1803

President Thomas Jefferson organized the Louisiana Purchase from France, it was the largest territorial gain in U.S. history, stretching from the Mississippi river to the Rocky Mountains, and it doubled the size if the United States.

The Lewis and Clark expedition begins its exploration of the West.

1804

Lewis and Clark meet the Sioux Indians for the first time.

The fur trade becomes a central part of the Oglala way of life, with trading posts opening on the frontier.

Oglala and other Lakota tribes control from North Dakota, south to the Platte River in Nebraska, and west to Wyoming.

On March 26, the U.S. government gave first official notice to Indians to move west of the Mississippi River.

1804-06

Sacagawea, a Shoshone Indian, leads Lewis and Clark as they chart a trail west to the Pacific coast.

1808

The Osage sign a treaty surrendering their lands in Missouri and Arkansas to the government.

1808-12

The settlement of Prophetstown was started by the Chief of the Shawnee Tecumseh, and his brother “the Prophet”, and they preached that the Indian could lose their way of life by signing treaties with the government.

  

Indians of the northwestern frontier, under Tecumseh’s leadership, believed the Ohio River must be a stable border line between Indian land and the United States.

The governor of Ohio, William Henry Harrison approves treaties with several Indian tribes.

1810

Three million acres of Native American land along the Wabash River, home of the Delaware, Potawatomi, Miami, and the Eel River Miami, was surrender to the government with the signing of the Treaty of Fort Wayne.
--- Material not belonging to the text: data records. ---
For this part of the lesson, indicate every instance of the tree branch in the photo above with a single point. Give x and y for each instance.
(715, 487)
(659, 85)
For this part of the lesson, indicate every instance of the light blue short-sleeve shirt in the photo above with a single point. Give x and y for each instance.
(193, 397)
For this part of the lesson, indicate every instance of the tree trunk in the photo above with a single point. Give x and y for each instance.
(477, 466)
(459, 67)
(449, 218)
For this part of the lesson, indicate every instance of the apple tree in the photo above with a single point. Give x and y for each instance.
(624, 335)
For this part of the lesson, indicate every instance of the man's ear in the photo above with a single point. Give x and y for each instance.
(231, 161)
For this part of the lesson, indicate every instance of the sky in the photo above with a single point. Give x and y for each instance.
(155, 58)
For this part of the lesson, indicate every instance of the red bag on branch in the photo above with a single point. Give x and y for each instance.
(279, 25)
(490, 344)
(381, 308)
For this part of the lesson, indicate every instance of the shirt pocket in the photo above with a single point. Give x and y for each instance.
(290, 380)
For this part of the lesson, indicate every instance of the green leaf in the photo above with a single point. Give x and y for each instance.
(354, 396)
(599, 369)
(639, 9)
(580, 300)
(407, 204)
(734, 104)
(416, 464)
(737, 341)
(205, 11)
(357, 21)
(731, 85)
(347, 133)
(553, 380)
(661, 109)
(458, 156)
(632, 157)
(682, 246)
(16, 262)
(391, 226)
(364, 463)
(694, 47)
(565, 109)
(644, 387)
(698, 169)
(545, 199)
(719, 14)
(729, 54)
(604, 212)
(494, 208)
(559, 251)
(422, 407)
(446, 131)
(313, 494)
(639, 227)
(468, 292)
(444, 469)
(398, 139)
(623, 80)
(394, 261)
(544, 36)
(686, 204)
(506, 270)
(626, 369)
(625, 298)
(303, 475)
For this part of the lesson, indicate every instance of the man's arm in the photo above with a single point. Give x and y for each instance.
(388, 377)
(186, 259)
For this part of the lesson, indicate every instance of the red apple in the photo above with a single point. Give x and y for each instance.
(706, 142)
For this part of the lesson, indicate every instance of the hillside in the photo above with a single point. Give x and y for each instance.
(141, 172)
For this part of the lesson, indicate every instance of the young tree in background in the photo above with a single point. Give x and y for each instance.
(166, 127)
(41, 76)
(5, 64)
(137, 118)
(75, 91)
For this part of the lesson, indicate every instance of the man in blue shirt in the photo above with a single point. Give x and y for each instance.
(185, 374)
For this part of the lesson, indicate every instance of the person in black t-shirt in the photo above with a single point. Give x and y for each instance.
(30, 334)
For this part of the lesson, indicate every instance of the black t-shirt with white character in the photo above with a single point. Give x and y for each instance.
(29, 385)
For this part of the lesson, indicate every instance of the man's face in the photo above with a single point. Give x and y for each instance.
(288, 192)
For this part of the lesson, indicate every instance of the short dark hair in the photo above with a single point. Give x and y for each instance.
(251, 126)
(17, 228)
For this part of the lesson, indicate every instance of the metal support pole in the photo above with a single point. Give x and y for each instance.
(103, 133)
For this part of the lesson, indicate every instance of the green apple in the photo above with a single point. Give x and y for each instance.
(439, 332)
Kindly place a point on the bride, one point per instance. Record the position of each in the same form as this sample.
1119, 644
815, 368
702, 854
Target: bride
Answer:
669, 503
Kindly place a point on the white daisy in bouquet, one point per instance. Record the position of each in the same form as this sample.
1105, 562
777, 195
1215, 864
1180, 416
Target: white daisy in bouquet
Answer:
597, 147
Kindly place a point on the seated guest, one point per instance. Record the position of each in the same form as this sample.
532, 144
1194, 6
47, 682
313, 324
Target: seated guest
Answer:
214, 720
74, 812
Tecumseh professed that he and the confederacy of Indian tribes will never honor any treaties other tribes signed with the U.S. government, and he threatens Harrison during a conference.

1811

Indians offer gifts and promise of peace at Fort Okanogan along the Columbia and Okanogan Rivers.

The Shawnee Prophet Tenskwatawa, Tecumseh’s brother, was killed leading the attack in the Battle of Tippecanoe, and the Indian confederation collapsed.
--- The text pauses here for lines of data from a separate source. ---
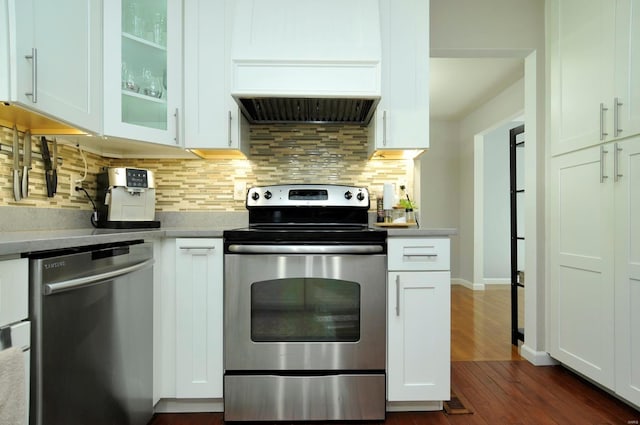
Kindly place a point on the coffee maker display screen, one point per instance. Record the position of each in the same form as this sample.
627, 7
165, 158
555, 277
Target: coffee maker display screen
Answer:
137, 178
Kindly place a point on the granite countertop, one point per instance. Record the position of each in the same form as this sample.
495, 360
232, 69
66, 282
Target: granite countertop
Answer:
16, 243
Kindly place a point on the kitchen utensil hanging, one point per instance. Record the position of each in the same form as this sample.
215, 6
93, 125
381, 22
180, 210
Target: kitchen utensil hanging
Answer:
26, 166
54, 171
48, 169
16, 166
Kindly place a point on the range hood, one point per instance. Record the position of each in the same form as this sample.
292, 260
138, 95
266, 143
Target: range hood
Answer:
306, 61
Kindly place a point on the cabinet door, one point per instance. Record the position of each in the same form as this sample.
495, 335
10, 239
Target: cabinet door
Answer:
627, 201
212, 119
582, 72
199, 318
582, 262
627, 112
143, 70
402, 117
59, 59
418, 336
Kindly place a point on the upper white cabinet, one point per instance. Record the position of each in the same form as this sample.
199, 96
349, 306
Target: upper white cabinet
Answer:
212, 119
309, 48
55, 59
626, 102
594, 89
401, 120
143, 70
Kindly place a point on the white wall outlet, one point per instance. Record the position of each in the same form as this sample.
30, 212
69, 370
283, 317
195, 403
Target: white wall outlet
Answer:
239, 191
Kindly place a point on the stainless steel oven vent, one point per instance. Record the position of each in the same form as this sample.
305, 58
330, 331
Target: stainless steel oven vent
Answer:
276, 110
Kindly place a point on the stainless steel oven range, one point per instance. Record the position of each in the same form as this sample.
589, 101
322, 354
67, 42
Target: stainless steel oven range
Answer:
305, 307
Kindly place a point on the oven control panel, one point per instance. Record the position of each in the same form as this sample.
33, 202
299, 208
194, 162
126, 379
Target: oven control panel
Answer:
308, 195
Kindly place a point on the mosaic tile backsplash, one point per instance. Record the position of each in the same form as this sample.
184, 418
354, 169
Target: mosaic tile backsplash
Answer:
278, 154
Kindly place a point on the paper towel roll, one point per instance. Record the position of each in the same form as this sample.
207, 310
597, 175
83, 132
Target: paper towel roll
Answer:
388, 196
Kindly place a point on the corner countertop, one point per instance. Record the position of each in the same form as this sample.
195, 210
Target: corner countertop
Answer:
16, 243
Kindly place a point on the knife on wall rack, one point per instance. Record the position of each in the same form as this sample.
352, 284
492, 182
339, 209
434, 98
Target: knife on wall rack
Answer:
16, 166
26, 167
48, 169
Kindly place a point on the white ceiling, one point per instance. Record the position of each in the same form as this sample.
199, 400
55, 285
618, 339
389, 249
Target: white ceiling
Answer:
460, 85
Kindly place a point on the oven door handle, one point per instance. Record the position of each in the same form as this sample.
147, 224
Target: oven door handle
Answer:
305, 249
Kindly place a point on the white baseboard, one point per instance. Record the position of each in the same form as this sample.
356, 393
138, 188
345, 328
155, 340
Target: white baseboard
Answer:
496, 281
467, 284
537, 358
414, 406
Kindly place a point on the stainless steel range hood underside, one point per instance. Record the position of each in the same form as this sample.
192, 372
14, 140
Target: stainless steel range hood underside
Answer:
279, 110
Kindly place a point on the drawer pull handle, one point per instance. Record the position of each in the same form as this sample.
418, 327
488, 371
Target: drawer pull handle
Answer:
397, 295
While Tecumseh was away from Prophetstown, Harrison ordered it destroyed by his troops and any thing that remained of his Indian confederacy.

1813-14

General Andrew Jackson prompted the Creek War in hopes that the Indians would surrender their land to the government.

At the treaty of Fort Jackson, the Creek Nation lost 14 million acres, two-thirds of their tribal homeland, the largest land grab ever made in the southeast.
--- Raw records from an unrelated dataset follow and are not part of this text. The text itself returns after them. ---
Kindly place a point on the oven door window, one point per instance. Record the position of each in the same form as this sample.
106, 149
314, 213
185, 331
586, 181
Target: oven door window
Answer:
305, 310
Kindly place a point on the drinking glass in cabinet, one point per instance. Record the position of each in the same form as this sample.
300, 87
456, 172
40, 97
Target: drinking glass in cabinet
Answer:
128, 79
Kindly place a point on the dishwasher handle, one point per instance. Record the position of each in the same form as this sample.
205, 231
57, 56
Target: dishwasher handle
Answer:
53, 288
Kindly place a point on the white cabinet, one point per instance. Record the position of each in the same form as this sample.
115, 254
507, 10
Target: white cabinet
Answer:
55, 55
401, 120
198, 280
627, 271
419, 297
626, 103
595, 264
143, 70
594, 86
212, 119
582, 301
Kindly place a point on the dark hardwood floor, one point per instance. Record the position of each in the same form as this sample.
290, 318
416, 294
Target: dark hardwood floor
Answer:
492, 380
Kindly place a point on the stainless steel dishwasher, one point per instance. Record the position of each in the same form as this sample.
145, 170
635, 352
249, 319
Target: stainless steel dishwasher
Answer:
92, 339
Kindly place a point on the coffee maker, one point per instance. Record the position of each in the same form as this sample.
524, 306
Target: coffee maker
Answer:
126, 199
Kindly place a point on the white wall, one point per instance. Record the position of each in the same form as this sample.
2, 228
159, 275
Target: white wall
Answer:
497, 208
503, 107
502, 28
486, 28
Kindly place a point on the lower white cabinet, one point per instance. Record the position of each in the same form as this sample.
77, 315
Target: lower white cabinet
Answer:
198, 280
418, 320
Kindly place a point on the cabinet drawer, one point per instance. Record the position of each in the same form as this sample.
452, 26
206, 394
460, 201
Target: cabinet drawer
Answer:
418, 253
The victors counted the 557 dead Creek by cutting off noses, and some of the bodies were skinned to be tan as trophies of battle.

1815

Fort Blount is Florida is taken by Creek Indians with the help of Afro-Americans, and it becomes a safe haven for runaway slaves, but U.S. troops burn the fort when they take it back a year later.

On July 27, the Seminole Wars began.

1817

The Indian County Crimes Act passed by Congress, gives the federal government authority over all Indian crimes.

1818

The First Seminole War ended at the Battle of Suwanee, when Indians and African Americans fighting together, are overpowered and beaten by Andrew Jackson his troops.

1820

In the California missions over 20,000 Indians are being held against their will as slave labor.

  

1821

South Carolina settlers and their Cherokee allies attack and defeat the Yamassee.

Indian of the Five Civilized Tribes, Choctaw, Chickasaw, Cherokee, Creek, and Seminole began to be forcibly removed by the U.S. government from their native lands to Indian territory west of the Mississippi river.

1822

A law is passed prohibiting the sale of alcohol to Indians, it upsets the fur trade that used alcohol to barter for furs.

1823

The Supreme Court decided that the discovery of land gave exclusive title to those who discovered it, giving title of all Indian lands, to the government, and tribes could not sell land to anyone other than the federal government of the U.S.

1824

The Secretary of War, John C. Calhoun, without authorization from Congress, formed the Bureau of Indian Affairs.